By November, air travelers from 33 countries are finally allowed to enter the United States as long as they are fully vaccinated against COVID-19, the White House announced on Monday.
In a news report by Agence France-Presse, Jeffrey Zients, the coronavirus response coordinator for President Joe Biden, told reporters that the new "consistent approach" would be effective "early November."
"Most importantly, foreign nationals flying to the US will be required to be fully vaccinated," Zients said.
Although several safeguards will remain to curb the spread of the virus, wherein COVID-19 has killed more than 670,000 Americans.
Allies also welcomed the decision of the US to uplift the air travel ban.
It was not immediately clear if the new rule only applied to US-approved vaccines or if other brands, such as those produced in China or Russia, would also qualify.
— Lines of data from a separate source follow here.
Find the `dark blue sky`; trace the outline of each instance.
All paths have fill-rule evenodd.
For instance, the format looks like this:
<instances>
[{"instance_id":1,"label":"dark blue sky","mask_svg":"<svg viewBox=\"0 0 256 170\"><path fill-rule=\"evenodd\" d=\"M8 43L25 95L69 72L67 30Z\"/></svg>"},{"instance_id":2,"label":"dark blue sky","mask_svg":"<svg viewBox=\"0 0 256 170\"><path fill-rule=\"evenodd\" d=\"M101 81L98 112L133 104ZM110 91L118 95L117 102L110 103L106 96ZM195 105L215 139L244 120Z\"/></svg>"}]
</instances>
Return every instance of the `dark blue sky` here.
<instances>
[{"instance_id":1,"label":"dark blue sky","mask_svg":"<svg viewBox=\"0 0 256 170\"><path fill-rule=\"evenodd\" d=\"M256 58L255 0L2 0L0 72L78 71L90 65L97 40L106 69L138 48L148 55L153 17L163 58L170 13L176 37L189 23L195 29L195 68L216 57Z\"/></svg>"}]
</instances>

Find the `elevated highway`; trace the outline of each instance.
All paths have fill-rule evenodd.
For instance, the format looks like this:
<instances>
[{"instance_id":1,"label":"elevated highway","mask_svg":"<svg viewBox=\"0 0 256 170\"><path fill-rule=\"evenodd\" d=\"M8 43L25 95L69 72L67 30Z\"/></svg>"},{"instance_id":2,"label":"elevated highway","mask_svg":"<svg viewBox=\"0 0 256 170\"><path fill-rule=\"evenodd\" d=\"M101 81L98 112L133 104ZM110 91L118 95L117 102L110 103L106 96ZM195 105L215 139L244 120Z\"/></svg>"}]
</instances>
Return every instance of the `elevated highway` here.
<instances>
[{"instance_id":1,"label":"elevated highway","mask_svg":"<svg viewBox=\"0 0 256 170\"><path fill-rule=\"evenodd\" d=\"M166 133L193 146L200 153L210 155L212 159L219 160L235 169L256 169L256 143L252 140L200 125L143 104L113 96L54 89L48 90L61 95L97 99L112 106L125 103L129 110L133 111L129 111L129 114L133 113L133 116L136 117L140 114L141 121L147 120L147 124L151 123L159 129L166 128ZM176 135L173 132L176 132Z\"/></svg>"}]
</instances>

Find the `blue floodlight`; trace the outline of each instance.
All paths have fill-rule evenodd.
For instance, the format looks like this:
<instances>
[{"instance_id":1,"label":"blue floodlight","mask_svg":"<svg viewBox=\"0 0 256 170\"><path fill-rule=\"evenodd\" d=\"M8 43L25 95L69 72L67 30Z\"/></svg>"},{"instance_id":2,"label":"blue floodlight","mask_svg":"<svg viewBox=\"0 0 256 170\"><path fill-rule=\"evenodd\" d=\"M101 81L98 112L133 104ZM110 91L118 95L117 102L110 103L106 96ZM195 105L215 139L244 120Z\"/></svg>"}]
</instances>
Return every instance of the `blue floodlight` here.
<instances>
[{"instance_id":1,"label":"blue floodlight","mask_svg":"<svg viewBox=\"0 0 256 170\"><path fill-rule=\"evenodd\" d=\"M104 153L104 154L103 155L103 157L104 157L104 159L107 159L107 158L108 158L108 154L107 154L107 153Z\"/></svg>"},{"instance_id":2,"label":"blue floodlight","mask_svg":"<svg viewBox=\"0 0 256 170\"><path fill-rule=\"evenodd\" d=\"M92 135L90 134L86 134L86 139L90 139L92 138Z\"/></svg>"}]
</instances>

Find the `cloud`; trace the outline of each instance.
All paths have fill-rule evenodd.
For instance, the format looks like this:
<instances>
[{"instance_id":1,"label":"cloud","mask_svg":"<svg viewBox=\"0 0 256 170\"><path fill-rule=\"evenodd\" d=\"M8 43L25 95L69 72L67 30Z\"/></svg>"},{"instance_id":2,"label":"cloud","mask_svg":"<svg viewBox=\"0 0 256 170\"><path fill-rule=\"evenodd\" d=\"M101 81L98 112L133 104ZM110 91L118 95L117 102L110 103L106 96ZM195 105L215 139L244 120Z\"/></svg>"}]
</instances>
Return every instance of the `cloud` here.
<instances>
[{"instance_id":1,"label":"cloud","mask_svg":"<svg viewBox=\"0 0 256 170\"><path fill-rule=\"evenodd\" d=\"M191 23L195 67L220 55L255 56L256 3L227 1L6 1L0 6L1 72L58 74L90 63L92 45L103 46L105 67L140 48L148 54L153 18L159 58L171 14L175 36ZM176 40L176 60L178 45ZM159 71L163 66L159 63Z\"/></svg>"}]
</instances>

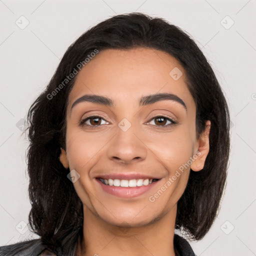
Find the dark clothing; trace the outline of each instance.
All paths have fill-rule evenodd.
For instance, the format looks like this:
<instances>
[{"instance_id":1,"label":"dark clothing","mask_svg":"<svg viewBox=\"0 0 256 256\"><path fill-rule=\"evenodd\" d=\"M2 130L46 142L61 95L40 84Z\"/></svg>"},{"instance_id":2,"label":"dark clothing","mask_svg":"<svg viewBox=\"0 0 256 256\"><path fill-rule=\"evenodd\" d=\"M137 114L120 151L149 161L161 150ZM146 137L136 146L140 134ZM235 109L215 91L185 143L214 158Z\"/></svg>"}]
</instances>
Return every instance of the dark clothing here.
<instances>
[{"instance_id":1,"label":"dark clothing","mask_svg":"<svg viewBox=\"0 0 256 256\"><path fill-rule=\"evenodd\" d=\"M174 243L176 256L196 256L188 242L183 238L174 234ZM69 256L58 254L56 252L42 244L40 239L34 239L0 247L0 256Z\"/></svg>"}]
</instances>

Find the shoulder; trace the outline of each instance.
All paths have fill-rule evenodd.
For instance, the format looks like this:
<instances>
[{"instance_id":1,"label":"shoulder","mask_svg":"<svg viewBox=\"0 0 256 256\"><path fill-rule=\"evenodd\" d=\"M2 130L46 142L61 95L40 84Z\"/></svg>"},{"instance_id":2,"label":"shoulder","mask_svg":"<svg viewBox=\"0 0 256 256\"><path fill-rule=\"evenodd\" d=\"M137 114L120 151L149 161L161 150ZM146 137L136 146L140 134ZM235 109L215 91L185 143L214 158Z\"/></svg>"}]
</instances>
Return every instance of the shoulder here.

Zients said the US Centers for Disease Control would determine that.
However, it is not clear yet if the new rule applies to only US-approved vaccines or if other brands, such as those manufactured by China and Russia, are qualified.
Zients answered the US Centers for Disease Control would determine that.
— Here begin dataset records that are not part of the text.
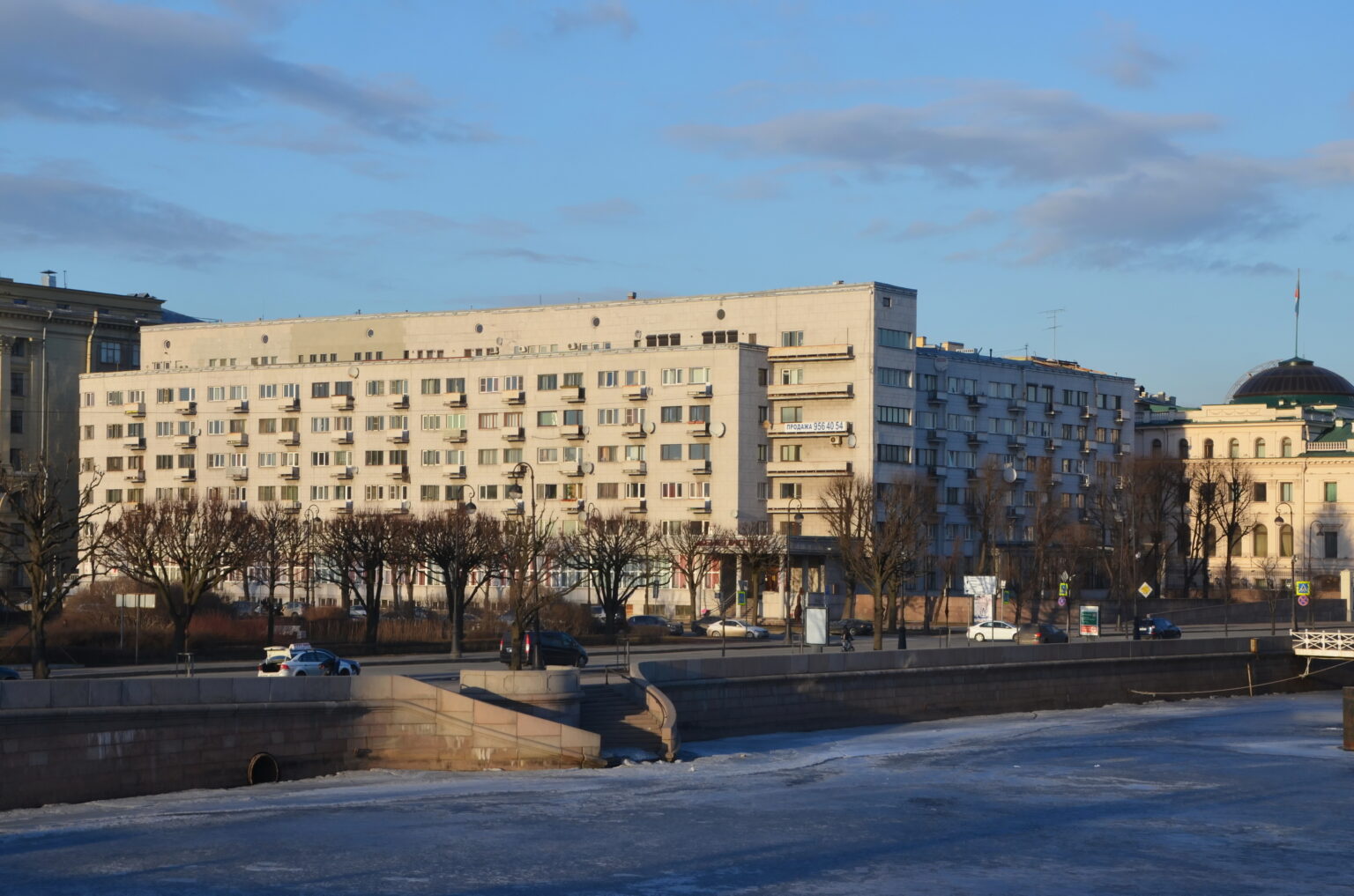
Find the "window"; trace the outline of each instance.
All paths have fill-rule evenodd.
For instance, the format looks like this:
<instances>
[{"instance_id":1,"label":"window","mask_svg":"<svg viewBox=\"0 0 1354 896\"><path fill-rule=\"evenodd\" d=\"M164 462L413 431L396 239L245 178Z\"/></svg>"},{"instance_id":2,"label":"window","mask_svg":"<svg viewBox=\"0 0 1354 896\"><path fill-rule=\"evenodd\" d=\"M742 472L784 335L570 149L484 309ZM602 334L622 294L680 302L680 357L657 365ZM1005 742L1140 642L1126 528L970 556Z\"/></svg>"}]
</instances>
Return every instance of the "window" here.
<instances>
[{"instance_id":1,"label":"window","mask_svg":"<svg viewBox=\"0 0 1354 896\"><path fill-rule=\"evenodd\" d=\"M913 334L907 330L890 330L879 328L879 344L884 348L911 348Z\"/></svg>"}]
</instances>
Meanwhile, restrictions on vehicle movement from Canada and Mexico will remain in place. "We do not have any updates on the land border policies," Zients said.
Passengers bound to the US must present that they are fully vaccinated before boarding the plane, and they are required to provide proof that their COVID-19 test result is negative and taken within three days.
For Americans who are not fully vaccinated, Zients said they are still permitted to enter, but only on testing negative within a day of travel.
Masks will also be mandatory on US-bound flights, and airlines will give the US health authorities contact tracing information.
"This new international travel system follows the science to keep Americans' international air travel safe," Zients stated.
While it had been widely expected that President Biden would reopen borders to the European Union and Britain, the announcement included countries from across the globe.
"This applies to all international travel," Zients said.
Currently, only US citizens, residents, and foreigners with special visas can enter the United States from most European countries.